Single-developer interactive workflows. You want to babysit a few agents, watch their output, prompt them mid-flight, and decide on the spot what to keep. The TUI is purpose-built for this.
Lightweight, no-config, no-server. No daemon, no API server, no plan files. Install, run cs, press n. Total config is one JSON file.
You like tmux. If your existing workflow lives in tmux and you want AI sessions as additional panes, Claude Squad fits naturally. The diff tab and preview pane are well-designed for terminal-native review.
One repo at a time. If your work is bounded by a single repository and a handful of parallel branches, the simplicity is a feature, not a limitation.
You don't need automated verification. You're going to read every diff anyway; the human eye is the quality gate.

This is a real niche. For a developer who wants parallelism with full manual control, Claude Squad is a better fit than Bernstein — Bernstein's machinery (plan files, quality gates, task server, cost tracking) is overhead you don't need.

When Bernstein is the right tool¶

Provider breadth. 31 cooperating adapters plus 2 leaf-node delegation adapters. You can mix Claude, Codex, Gemini, Aider, Amp, Kilo, Kiro, Qwen, Goose, OpenCode, Cody, Continue, and Ollama in the same run. Claude Squad treats every agent as a launch command — fine for one-at-a-time, but with no shared task model across them.
Deterministic scheduling. The orchestrator is Python code, not an LLM. No tokens spent deciding which agent gets which task. Reproducible runs, replayable from .sdd/.
Quality gates before merge. The janitor runs tests, lint, type checks, and file-existence assertions. Failures retry, optionally with model escalation. Claude Squad shows a diff and lets you decide.
Plan files. YAML with stages, steps, depends_on, goal, role, priority, scope, complexity. Encodes "build the API, then the migrations, then the tests" once and replays it deterministically. Claude Squad has no equivalent.
Headless / CI execution. Bernstein runs without a TTY, with no tmux dependency, in GitHub Actions or any CI runner. Claude Squad needs an interactive tmux session.
MCP server first-class. Other tools and Claude itself can drive Bernstein via MCP. Claude Squad has no MCP surface.
Multi-repo orchestration. One run can span multiple repositories. cs is one repo per invocation.
Cost tracking with budgets. Per-task token counts, per-task USD, anomaly detection, hard budget caps. Claude Squad doesn't track cost.
Cross-agent communication. The bulletin board lets agents post findings or blockers another task can read. Claude Squad sessions are siloed.
Cloud execution. Cloudflare Workers adapter for ephemeral remote execution.
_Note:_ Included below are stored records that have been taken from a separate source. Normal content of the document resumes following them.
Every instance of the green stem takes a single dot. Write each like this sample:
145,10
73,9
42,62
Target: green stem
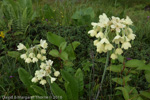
29,69
37,65
50,86
100,87
45,90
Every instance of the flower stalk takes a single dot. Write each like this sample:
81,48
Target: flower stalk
101,84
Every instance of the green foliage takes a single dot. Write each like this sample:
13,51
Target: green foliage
38,90
124,92
20,14
58,91
25,77
83,16
14,54
65,52
73,85
128,70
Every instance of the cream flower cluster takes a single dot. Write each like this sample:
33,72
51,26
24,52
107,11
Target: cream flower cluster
112,34
45,71
34,53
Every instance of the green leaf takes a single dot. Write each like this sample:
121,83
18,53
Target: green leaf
72,87
139,98
79,78
115,68
58,91
54,53
63,55
18,33
122,81
102,60
14,54
48,12
145,67
25,77
62,46
38,90
55,39
124,92
70,50
82,12
145,94
68,63
147,76
120,58
134,63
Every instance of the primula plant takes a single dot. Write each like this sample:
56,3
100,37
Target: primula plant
37,53
112,34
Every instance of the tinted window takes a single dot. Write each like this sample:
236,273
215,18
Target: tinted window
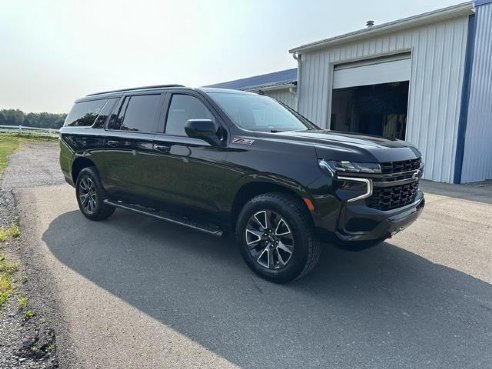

How to migrate from Claude Squad to Bernstein¶

If you already use Claude Squad and want to try Bernstein for a specific run rather than as a wholesale replacement, the path is short.

Keep using cs for interactive work. Bernstein doesn't replace the TUI loop; it replaces the goal-decomposition-and-verification loop. Run both.

Translate one repeated workflow into a plan file. If you find yourself spinning up the same three sessions every Monday — "refactor the auth module, write the tests, update the docs" — that's a plan. Write it as plans/auth-refactor.yaml with three steps and a depends_on.

stages:
  - name: refactor
    steps:
      - goal: "Refactor auth module to use the new session abstraction"
        role: backend
        cli: claude
  - name: tests
    depends_on: [refactor]
    steps:
      - goal: "Add unit tests for the refactored auth module"
        role: qa
        cli: codex
  - name: docs
    depends_on: [refactor]
    steps:
      - goal: "Update auth.md to reflect the new API"
        role: docs

Run it. bernstein run plans/auth-refactor.yaml. Worktrees, quality gates, cost tracking, and merge happen without you attaching to any session.
Keep the human-driven sessions in cs. When a task is exploratory and you want to drive it yourself, that's still Claude Squad's job.

The two tools coexist cleanly because they answer different questions. cs is for "I want to drive five agents at once." bernstein run is for "I want this goal shipped while I do something else."